In December of 2020, my daughter Harper was diagnosed at 8.5 years old with an Ewing’s Sarcoma tumor around one of her left ribs. She underwent 14 rounds of chemotherapy and surgery to remove the tumor and 4 of her ribs. Currently she is declared as having no evidence of disease. While that is great, she is not completely out of the woods. She has scans every 3 months to make sure the cancer has not returned as well as liver, kidney and heart tests to assess the damage the chemotherapy may have done.  When she was first diagnosed, her oncologist went over the 5 drugs she would have during her 14 rounds and the side effects she could experience. 

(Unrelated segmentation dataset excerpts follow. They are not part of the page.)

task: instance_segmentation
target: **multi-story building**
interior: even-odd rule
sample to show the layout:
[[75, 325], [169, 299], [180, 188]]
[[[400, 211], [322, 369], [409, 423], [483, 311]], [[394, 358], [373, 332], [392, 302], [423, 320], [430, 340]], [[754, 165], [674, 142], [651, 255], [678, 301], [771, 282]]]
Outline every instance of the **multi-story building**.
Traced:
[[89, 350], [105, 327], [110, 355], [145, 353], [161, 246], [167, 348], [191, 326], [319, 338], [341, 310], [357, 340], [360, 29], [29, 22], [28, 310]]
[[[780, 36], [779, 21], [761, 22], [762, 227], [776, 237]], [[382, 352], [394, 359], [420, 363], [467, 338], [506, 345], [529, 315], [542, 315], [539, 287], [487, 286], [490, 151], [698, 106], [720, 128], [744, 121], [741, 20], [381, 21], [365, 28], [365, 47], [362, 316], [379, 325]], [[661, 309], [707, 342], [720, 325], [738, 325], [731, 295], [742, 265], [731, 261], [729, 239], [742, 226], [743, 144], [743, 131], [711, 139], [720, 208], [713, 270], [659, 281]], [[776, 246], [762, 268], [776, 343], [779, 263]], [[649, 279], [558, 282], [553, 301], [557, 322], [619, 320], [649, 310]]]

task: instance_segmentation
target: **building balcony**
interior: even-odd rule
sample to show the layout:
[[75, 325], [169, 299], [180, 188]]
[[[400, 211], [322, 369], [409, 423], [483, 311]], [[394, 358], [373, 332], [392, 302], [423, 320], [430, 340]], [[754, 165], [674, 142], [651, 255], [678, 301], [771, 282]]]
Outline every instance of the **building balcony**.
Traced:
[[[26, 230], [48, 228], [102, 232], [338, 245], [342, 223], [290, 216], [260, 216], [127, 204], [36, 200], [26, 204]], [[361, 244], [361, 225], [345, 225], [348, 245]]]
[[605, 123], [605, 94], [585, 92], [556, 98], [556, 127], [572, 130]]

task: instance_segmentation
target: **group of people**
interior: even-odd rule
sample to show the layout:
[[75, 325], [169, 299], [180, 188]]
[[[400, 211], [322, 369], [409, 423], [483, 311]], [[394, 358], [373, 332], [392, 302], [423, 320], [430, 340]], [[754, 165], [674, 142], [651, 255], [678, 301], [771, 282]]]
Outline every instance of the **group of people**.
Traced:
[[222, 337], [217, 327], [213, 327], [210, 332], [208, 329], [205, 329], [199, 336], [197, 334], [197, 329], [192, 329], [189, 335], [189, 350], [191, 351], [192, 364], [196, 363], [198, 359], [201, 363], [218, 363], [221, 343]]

These 5 drugs were originally approved for adult use between 35 and 63 years ago. They are cyclophosphamide, ifosfamide, vincristine, etoposide and doxorubicin. Cyclophosphamide and ifosfamide infusions require another medication to be administered with it to reduce the risk of bleeding in the bladder. Vincristine caused major jaw pain to the point of making eating difficult and made her feet and hands tingly and numb. Harper had an anaphylactic reaction to her second dose of etoposide and so they had to slow the rate of infusion plus add in precautionary allergy medications before and during her treatment. Doxorubicin is also known as the “red devil” and its list of side effects alone are terrifying. This drug has a limit on how much one body can take and Harper had 87% of her lifetime limit, as a 9 year old child! The list of side effects are long but the short term effects Harper experienced were nausea, fatigue, bone marrow depression, sores in nose and mouth and loss of hair. The long term side effects can include infertility, cognitive heart failure, liver and kidney issues, and scariest of all, developing another kind of cancer, all from her chemotherapy treatments, not from the cancer itself. Female pediatric cancer survivors who were treated with chemotherapy are six times more likely than the general population to develop breast cancer later in life. 

My daughter most likely will never be able to have her own children because of these drugs made for adults. My daughter’s heart may fail before she’s 55 because of these drugs made for adults. My daughter could have kidney and liver failure because of these drugs made for adults. My daughter is more likely to get breast cancer because of these drugs made for adults. My daughter could be your daughter, or son, niece or nephew, grandchild or neighbor. They are our future but yet we are treating them with the past. Our children need chemotherapy designed for them and their growing bodies, not drugs made for grown adults. We will not stop advocating until there is a change, until there is a cure. Our children are worth more than 4%.